Rehab risks: Part I

Thermal imagine discovered an usual problem with the toilet.

Many rehabbers cut corners in order to maximize profit. One way they do this is to hire cheap, low-skilled workers who lack the training and experience to do good work.  

At a recent Logan Square rahab, we found that the rehabber’s “plumber” connected hot water to a toilet.  It’s not always possible to find a defect like this on an inspection since a flush or two usually isn’t enough to get fresh hot water to make its way to the toilet.  This bathroom was right next to the utility room where the water heater is located, so the hot water didn’t have far to go.  After noticing the valve was hot, I touched the tank – it was scalding hot as well.

This isn’t just an amusing mistake.  Toilets are not designed to be supplied with hot water, which can damage the internal components in the tank. Hot water could even cause the tank to crack or the supply connection to fail and leak.  That could cause serious flooding, property damage, mold growth, and other problems.  

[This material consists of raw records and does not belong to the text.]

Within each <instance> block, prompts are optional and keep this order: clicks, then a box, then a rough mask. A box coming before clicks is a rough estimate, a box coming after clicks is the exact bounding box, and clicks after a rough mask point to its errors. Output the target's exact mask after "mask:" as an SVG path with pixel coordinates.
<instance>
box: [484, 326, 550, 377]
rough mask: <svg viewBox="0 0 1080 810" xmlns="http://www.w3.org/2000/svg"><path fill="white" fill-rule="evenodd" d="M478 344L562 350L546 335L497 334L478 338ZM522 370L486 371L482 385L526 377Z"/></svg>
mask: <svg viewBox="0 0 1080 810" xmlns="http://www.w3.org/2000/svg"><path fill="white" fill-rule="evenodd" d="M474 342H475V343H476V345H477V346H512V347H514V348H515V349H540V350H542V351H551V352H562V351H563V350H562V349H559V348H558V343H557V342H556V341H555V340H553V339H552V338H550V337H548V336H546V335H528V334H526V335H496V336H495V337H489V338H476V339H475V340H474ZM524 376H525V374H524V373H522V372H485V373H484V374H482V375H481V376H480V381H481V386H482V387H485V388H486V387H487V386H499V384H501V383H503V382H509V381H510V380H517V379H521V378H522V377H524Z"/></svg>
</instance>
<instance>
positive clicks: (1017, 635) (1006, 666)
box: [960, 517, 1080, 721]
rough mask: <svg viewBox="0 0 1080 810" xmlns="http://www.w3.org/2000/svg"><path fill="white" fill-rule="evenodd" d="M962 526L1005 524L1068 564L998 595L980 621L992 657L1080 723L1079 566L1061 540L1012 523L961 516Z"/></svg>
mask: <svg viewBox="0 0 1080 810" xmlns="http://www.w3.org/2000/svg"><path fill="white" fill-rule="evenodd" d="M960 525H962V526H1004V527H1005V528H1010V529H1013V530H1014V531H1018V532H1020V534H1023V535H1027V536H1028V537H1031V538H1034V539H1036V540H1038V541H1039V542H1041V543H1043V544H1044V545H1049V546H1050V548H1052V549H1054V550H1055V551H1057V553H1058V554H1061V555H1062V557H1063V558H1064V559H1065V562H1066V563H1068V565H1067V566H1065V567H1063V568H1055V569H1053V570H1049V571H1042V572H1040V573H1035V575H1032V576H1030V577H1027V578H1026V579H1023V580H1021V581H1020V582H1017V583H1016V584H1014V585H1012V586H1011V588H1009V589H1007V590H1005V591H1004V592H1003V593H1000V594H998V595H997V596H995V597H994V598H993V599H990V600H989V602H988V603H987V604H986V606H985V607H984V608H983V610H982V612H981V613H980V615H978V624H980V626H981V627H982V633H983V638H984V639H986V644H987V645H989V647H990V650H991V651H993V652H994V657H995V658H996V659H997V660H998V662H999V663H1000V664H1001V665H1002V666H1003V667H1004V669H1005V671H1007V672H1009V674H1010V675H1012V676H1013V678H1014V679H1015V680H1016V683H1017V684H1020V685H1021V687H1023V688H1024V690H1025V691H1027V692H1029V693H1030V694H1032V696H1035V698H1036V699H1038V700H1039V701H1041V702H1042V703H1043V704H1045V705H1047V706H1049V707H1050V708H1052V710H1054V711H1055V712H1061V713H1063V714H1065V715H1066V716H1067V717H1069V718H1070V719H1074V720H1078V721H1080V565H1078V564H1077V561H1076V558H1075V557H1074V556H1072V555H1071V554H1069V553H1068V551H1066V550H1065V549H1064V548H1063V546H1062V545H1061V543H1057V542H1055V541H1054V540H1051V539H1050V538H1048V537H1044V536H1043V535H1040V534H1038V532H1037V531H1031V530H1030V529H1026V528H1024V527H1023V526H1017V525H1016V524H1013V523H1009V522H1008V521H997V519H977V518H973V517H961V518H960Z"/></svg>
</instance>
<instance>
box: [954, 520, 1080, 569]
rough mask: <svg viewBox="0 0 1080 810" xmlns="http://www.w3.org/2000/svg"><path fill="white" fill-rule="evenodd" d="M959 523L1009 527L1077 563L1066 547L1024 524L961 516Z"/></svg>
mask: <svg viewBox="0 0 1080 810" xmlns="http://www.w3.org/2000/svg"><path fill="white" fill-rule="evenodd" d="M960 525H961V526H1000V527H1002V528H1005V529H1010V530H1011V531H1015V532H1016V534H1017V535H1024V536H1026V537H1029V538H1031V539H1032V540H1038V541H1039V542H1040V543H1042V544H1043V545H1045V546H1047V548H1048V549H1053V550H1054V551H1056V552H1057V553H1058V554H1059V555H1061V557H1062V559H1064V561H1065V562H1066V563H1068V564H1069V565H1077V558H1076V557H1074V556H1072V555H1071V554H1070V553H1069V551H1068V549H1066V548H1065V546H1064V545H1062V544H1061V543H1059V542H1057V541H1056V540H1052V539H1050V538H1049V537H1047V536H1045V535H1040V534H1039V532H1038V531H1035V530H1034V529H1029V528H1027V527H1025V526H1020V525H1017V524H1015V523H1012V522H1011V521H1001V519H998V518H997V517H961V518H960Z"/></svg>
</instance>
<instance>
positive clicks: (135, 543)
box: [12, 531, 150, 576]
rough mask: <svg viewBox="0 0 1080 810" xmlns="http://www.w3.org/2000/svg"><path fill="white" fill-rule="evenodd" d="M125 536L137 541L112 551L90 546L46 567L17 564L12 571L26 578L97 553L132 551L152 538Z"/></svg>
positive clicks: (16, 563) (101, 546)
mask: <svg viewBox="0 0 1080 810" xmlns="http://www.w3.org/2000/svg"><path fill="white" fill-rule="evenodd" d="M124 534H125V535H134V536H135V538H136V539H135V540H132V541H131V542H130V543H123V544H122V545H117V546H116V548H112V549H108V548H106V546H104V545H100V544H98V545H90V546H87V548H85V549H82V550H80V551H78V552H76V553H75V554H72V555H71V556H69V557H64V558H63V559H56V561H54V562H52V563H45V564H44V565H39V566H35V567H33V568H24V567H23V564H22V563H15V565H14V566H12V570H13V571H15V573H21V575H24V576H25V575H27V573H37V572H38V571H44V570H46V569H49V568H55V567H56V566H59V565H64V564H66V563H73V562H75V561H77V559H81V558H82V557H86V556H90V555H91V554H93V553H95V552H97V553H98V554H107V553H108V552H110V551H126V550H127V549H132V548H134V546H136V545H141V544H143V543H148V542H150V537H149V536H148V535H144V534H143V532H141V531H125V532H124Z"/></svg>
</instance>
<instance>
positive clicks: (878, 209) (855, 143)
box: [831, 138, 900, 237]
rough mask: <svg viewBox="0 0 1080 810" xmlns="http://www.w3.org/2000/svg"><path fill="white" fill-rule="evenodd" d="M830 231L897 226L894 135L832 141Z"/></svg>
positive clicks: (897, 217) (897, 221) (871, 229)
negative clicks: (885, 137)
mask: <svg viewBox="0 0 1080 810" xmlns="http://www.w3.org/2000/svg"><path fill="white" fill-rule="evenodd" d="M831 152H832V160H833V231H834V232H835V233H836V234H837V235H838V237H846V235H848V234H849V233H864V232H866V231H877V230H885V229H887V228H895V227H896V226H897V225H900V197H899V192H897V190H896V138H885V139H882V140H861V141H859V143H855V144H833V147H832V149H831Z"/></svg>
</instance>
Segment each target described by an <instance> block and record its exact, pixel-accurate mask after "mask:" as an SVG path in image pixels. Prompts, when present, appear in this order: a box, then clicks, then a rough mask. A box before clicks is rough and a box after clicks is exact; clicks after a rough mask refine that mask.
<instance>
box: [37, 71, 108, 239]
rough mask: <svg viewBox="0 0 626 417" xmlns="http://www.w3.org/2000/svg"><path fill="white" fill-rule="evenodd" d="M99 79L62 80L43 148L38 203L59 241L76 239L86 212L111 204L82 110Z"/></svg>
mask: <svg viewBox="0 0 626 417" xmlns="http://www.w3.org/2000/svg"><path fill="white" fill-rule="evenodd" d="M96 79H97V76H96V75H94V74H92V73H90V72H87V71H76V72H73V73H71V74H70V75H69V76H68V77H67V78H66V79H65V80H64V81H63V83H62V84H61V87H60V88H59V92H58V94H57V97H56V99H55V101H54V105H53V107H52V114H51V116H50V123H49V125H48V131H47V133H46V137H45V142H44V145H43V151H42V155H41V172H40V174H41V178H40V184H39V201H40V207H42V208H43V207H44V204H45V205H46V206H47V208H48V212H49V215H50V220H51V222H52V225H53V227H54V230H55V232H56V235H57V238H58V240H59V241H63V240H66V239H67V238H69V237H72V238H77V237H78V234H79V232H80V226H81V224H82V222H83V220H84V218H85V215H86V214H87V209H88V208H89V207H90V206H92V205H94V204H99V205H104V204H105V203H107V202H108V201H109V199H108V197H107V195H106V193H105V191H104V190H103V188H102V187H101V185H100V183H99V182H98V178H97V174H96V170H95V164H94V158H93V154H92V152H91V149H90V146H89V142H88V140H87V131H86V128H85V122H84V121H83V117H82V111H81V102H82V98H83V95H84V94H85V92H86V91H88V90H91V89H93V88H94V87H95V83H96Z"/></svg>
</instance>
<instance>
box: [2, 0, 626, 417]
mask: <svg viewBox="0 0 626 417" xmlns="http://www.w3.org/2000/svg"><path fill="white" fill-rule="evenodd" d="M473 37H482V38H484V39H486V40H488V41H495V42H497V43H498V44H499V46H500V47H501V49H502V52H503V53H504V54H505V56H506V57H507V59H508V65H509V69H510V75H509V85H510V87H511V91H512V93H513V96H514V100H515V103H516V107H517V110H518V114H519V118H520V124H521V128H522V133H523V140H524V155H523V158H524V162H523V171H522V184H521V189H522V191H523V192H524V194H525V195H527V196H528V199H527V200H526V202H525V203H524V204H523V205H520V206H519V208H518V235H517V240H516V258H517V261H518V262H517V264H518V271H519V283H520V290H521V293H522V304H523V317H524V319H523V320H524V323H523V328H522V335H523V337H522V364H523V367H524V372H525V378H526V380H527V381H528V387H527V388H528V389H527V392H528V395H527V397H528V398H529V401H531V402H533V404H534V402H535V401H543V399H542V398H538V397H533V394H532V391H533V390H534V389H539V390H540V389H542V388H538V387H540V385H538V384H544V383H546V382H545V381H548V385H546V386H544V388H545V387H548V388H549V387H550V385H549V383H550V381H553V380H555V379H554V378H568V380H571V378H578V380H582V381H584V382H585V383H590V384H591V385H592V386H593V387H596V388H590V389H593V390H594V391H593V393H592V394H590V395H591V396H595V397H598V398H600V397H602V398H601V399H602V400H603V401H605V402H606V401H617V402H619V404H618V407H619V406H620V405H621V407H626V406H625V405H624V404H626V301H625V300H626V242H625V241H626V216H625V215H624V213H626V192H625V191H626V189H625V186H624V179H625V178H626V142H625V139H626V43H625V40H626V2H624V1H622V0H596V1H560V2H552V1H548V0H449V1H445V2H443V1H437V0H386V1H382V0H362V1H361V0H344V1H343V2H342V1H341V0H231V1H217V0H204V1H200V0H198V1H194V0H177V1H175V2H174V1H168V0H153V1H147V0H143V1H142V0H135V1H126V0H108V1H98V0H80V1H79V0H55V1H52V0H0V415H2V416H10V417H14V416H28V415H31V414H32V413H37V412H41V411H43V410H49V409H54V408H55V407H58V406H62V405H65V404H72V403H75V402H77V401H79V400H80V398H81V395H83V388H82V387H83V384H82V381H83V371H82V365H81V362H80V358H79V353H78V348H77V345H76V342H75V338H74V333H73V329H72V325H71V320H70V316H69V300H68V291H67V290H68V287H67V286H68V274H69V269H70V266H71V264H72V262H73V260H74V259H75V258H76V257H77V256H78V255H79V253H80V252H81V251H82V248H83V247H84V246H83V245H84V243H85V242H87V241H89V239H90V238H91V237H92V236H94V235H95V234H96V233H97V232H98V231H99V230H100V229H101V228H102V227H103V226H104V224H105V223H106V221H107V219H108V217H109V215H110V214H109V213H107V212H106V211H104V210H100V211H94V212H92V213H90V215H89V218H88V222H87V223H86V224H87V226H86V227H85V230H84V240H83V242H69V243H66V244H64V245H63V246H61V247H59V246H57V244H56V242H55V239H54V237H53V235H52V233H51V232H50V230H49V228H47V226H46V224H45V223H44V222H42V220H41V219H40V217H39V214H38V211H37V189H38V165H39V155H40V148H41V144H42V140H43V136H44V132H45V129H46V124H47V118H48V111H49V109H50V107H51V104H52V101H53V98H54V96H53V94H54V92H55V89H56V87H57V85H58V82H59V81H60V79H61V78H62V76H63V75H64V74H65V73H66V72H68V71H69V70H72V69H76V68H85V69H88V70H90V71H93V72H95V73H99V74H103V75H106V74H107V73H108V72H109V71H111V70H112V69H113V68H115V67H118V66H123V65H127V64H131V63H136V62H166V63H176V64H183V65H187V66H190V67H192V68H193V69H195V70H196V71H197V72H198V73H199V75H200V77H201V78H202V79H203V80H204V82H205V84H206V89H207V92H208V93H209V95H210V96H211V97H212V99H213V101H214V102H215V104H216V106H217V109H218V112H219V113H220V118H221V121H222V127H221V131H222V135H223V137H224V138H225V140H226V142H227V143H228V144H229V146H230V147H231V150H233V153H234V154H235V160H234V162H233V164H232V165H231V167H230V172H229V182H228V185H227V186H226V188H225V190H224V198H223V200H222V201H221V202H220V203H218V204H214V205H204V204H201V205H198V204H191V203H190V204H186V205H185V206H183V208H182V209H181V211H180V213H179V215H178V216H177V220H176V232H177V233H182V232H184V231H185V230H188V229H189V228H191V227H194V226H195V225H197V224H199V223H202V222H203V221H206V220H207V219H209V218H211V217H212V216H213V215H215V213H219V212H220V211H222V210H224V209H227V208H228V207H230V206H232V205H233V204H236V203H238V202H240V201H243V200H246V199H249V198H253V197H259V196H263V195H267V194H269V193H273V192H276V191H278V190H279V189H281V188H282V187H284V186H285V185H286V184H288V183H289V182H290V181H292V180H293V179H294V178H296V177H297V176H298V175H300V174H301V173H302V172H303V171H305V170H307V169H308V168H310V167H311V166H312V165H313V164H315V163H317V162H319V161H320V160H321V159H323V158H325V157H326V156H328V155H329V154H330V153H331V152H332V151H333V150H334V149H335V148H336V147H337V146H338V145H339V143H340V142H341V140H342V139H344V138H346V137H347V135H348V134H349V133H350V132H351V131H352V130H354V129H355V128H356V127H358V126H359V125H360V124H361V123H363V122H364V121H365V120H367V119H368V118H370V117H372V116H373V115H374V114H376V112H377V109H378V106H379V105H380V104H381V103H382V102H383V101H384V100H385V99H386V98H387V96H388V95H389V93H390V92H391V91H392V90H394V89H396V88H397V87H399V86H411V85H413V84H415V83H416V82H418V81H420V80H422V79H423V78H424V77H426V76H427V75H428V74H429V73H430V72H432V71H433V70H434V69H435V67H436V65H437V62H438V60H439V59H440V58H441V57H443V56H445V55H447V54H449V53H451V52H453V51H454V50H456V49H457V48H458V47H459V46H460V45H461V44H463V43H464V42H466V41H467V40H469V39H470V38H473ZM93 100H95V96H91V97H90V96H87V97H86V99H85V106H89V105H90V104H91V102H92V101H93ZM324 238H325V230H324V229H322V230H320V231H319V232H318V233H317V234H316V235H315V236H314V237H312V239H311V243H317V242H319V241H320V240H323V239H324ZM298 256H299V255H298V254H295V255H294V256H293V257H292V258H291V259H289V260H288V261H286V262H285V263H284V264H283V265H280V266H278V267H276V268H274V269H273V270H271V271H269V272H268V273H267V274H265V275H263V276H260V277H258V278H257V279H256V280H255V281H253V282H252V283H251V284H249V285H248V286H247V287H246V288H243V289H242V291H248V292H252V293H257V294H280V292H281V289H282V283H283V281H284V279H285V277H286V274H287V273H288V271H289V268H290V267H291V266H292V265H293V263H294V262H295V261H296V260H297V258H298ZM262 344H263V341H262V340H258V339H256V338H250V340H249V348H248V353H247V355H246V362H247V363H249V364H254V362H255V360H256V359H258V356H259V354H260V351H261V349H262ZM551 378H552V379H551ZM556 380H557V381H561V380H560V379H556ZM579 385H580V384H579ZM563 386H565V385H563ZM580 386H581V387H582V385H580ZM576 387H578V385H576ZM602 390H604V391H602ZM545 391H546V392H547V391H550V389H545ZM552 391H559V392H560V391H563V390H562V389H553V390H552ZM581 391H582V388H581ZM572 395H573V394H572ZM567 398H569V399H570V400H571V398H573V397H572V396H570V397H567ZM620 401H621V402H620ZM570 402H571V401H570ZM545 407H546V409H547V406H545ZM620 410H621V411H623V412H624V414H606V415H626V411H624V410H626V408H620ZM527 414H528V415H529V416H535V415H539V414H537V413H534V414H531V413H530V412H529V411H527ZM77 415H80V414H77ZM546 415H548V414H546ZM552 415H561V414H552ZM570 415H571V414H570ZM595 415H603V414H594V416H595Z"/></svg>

My dad taught me to touch every accessible water supply valve during my inspections.  Here’s why: When you touch a valve, you often feel a small, slow leak you might not have otherwise found. Water shut-off valves are often hard to see, since they’re typically located under sinks and behind toilets. They can leak for quite a while (and cause substantial damage) without anyone noticing. 

And, of course, you might also notice that the plumber didn’t know enough to tell hot from cold.  Maybe cold water runs to the dishwasher (it won’t work very well without hot water) or hot water goes to the icemaker or toilet.